Stop Avoiding God
Jordan McKinney
I have been thinking about one of the big moments for me and my walk with God in the past couple months a lot. I have been part of a group that meets once a week and we are committed to reading scripture, reading books, and spending time meditating and listening to God speak to us through quiet reflection. Well over the course of the month of November I was sick for 3 weeks and spent one week at my parents for Thanksgiving with 30 other family members. Needless to say I fell out of the habit of reading and especially meditating. After the holiday I was able to finally settle back into routine again. I caught back up on Scripture reading and reading my book, but I never seemed to have time for prayer.
One night as I was about to start my devotional time, God spoke to me and was asking “why are you afraid and avoiding spending time with me?” I realized I had been afraid the past week to spend quiet time and be in that close intimate space with God. I didn’t think that I was afraid but I began to look back on the past week after getting home. I realized that I had been avoiding prayer time with “good” things. My wife wanted to watch a movie so I would spend extra time with her. I felt I needed to unwind after a hard day's work so I would play games online with friends. In and of themselves these things aren’t bad (especially spending time with my wife) but I was using those things as excuses because I was afraid. I thought that if I spent time with God I would feel shame for having been so long since I prayed and spent time with him. I didn’t want to “get in trouble” with God, so I avoided it. I kept up reading my Bible and the books we were reading because that was easy. I didn’t feel exposed and vulnerable with God when I could engage those things intellectually and detached from my emotions.

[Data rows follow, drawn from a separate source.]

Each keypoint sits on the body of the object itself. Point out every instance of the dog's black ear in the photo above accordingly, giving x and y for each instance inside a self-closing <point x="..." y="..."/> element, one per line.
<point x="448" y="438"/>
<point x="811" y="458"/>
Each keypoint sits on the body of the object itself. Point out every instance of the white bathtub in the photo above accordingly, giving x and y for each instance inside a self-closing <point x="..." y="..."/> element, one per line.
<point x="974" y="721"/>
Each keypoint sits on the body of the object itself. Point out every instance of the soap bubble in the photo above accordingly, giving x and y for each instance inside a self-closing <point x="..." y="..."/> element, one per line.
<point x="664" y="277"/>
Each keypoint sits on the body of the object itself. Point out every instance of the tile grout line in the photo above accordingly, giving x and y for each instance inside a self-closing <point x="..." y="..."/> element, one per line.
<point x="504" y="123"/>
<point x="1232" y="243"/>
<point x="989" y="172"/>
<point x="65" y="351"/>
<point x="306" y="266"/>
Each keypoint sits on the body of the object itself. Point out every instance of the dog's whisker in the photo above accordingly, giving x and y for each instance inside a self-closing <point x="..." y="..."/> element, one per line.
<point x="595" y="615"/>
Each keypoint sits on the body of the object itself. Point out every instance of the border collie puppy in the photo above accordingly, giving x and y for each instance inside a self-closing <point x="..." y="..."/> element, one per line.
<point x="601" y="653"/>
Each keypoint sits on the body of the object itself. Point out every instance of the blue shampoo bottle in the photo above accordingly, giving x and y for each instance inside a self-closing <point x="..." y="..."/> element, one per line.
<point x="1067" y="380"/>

What God spoke to me that night as I began to pray whas that He has nothing but love for me. There is never shame to go to Him because His perfect love casts out all fear. Before I could even form His name on my lips, in my deepest sin, in my full depravity, He loved me and died for me. There was nothing that could separate me from the love of the Father.
There is no need for shame or fear when it comes to God. He loved us in our worst moments and far before we ever loved Him. I don’t know if you have been experiencing any fear or a feeling of shame for what you have or haven’t done, but those things don’t come from God. God wants and desires to have that interment time. It brings Him joy when we meet him in the quiet places and get to spend quality alone time with Him. So why wait? Go spend time with the God that loves you more than you could understand or even imagine!